Reste la question importante des rapports entre idéologie et vérité (H. Lefebvre et F. Châtelet, Idéologie et Vérité). Son étude complète demanderait un article spécial, mais le présent travail serait incomplet s'il n'en posait au moins les jalons.

La distinction entre l'origine sociologique des connaissances et la détermination sociopolitique de la conscience permet de résoudre élégamment une difficulté sur laquelle ont achoppé des auteurs aussi pertinents que R. Aron (Recherches philosophiques), dans un travail de jeunesse, qui eut toutefois le mérite de poser le premier en France le problème sociologique de l'idéologie. En effet la constatation de l'origine sociologique d'une théorie n'implique aucun soupçon de validité limitée ou « perspectiviste ». Ainsi, le fait d'admettre avec Durkheim l'origine religieuse du concept d'énergie n'enlève rien à la valeur scientifique de la notion d'énergie atomique. En fin de compte, la sociologie de la connaissance a relativement peu d'incidences sur l' épistémologie ou la gnoséologie. Seule l'idéologisation des théories scientifiques pose des problèmes quant à leur coefficient de crédibilité.
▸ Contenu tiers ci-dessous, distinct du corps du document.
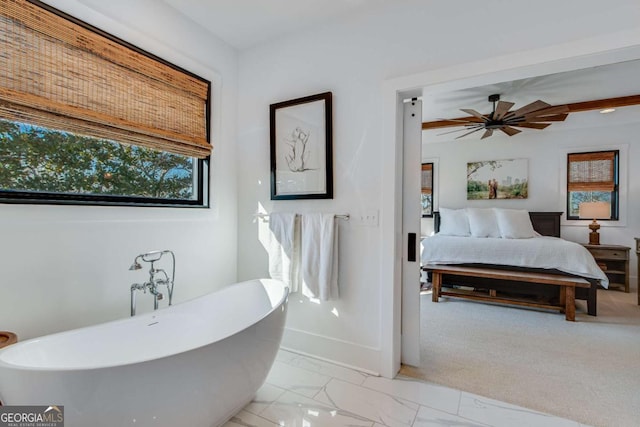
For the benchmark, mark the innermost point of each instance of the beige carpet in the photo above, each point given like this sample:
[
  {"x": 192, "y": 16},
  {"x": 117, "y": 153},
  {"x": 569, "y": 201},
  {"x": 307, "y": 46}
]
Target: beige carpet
[{"x": 587, "y": 371}]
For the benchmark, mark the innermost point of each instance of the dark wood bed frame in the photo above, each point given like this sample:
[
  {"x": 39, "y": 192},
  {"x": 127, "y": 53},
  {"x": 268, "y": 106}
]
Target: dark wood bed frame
[{"x": 547, "y": 224}]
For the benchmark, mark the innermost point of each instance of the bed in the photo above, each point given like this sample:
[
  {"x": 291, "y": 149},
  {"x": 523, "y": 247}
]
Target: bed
[{"x": 537, "y": 249}]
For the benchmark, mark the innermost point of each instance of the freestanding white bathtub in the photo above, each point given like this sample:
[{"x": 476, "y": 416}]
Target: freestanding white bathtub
[{"x": 196, "y": 363}]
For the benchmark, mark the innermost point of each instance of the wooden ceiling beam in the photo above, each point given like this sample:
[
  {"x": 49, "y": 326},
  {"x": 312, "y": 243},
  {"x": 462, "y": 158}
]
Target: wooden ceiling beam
[{"x": 624, "y": 101}]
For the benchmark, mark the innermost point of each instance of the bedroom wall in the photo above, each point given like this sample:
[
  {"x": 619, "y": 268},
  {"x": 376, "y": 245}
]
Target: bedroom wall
[
  {"x": 353, "y": 58},
  {"x": 67, "y": 266},
  {"x": 546, "y": 152}
]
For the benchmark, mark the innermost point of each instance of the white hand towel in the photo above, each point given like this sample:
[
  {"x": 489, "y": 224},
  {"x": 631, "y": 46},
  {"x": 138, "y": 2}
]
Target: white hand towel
[
  {"x": 319, "y": 256},
  {"x": 284, "y": 249}
]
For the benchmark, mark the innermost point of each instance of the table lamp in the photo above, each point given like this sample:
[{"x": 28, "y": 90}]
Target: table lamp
[{"x": 594, "y": 210}]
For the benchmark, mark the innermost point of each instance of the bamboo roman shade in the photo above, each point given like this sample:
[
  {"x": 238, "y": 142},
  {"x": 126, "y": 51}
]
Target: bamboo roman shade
[
  {"x": 62, "y": 75},
  {"x": 427, "y": 178},
  {"x": 591, "y": 171}
]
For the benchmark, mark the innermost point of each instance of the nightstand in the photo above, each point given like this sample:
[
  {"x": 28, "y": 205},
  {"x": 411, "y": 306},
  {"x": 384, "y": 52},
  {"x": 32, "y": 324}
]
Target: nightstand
[{"x": 614, "y": 262}]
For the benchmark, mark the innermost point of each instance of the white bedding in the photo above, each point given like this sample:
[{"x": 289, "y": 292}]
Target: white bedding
[{"x": 538, "y": 252}]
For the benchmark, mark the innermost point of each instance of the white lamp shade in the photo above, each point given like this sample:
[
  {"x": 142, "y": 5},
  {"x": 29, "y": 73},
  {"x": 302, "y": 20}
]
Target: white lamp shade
[{"x": 595, "y": 210}]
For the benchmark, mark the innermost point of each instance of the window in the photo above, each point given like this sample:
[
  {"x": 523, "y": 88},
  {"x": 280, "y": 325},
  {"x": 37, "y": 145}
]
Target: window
[
  {"x": 427, "y": 190},
  {"x": 592, "y": 176},
  {"x": 88, "y": 118}
]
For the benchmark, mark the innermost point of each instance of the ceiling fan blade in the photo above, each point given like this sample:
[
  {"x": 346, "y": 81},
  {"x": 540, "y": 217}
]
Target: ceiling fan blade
[
  {"x": 474, "y": 113},
  {"x": 487, "y": 133},
  {"x": 532, "y": 125},
  {"x": 553, "y": 118},
  {"x": 502, "y": 108},
  {"x": 479, "y": 125},
  {"x": 534, "y": 106},
  {"x": 469, "y": 133},
  {"x": 509, "y": 130}
]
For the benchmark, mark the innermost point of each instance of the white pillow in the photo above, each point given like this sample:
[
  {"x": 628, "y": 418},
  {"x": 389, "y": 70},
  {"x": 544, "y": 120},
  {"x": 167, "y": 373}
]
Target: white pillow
[
  {"x": 514, "y": 223},
  {"x": 454, "y": 222},
  {"x": 483, "y": 222}
]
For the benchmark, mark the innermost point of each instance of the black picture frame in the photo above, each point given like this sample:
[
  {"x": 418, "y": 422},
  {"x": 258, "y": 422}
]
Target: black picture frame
[{"x": 301, "y": 137}]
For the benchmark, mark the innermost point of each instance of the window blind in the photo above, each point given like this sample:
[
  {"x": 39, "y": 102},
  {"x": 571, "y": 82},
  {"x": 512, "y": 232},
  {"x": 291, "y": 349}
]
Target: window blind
[
  {"x": 427, "y": 178},
  {"x": 591, "y": 171},
  {"x": 60, "y": 73}
]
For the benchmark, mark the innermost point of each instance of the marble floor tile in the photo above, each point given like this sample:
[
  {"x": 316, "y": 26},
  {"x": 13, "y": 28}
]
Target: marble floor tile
[
  {"x": 371, "y": 404},
  {"x": 304, "y": 392},
  {"x": 426, "y": 394},
  {"x": 294, "y": 410},
  {"x": 296, "y": 379},
  {"x": 330, "y": 369},
  {"x": 429, "y": 417},
  {"x": 246, "y": 419},
  {"x": 265, "y": 396},
  {"x": 285, "y": 356},
  {"x": 500, "y": 414}
]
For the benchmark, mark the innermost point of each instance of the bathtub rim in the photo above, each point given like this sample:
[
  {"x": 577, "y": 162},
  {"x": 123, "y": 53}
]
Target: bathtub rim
[{"x": 4, "y": 364}]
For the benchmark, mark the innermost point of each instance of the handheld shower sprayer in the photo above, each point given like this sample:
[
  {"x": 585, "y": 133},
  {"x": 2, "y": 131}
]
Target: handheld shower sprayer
[{"x": 157, "y": 277}]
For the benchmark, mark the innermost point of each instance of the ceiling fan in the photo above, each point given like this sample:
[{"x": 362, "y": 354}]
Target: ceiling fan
[{"x": 535, "y": 115}]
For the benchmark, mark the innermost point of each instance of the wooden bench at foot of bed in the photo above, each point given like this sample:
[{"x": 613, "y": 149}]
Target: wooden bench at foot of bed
[{"x": 567, "y": 284}]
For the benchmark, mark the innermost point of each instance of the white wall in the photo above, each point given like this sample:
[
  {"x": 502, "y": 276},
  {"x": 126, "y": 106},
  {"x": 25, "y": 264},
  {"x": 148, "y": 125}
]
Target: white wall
[
  {"x": 67, "y": 266},
  {"x": 546, "y": 152},
  {"x": 353, "y": 58}
]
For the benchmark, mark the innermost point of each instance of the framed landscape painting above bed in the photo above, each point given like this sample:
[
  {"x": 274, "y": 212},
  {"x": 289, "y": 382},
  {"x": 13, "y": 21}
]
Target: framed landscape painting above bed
[{"x": 498, "y": 179}]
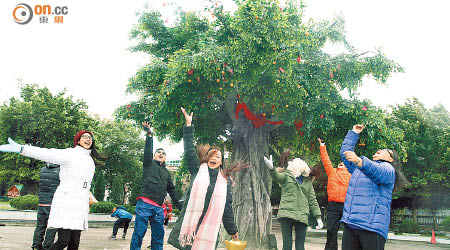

Notre problème s'en trouve largement simplifié.

Cette idéologisation n'est pas elle-même synonyme de crédibilité douteuse. Nous faisons sur ce point entièrement nôtres les conclusions lucides de M. Rodinson. Des théories scientifiques valables peuvent s'intégrer dans des ensembles idéologiques. Le raisonnement entendu parfois : « Telle théorie doit être fausse parce qu'elle fait partie de tel contexte idéologique », constitue une intrusion injustifiée de l'idéologie dans le domaine de la science.

Une approche idéologique peut jouer un rôle positif en préparant le terrain pour une approche scientifique. La passion idéologique suscite un intérêt qui persiste parfois après l'apaisement des passions et peut déclencher des études de valeur scientifique.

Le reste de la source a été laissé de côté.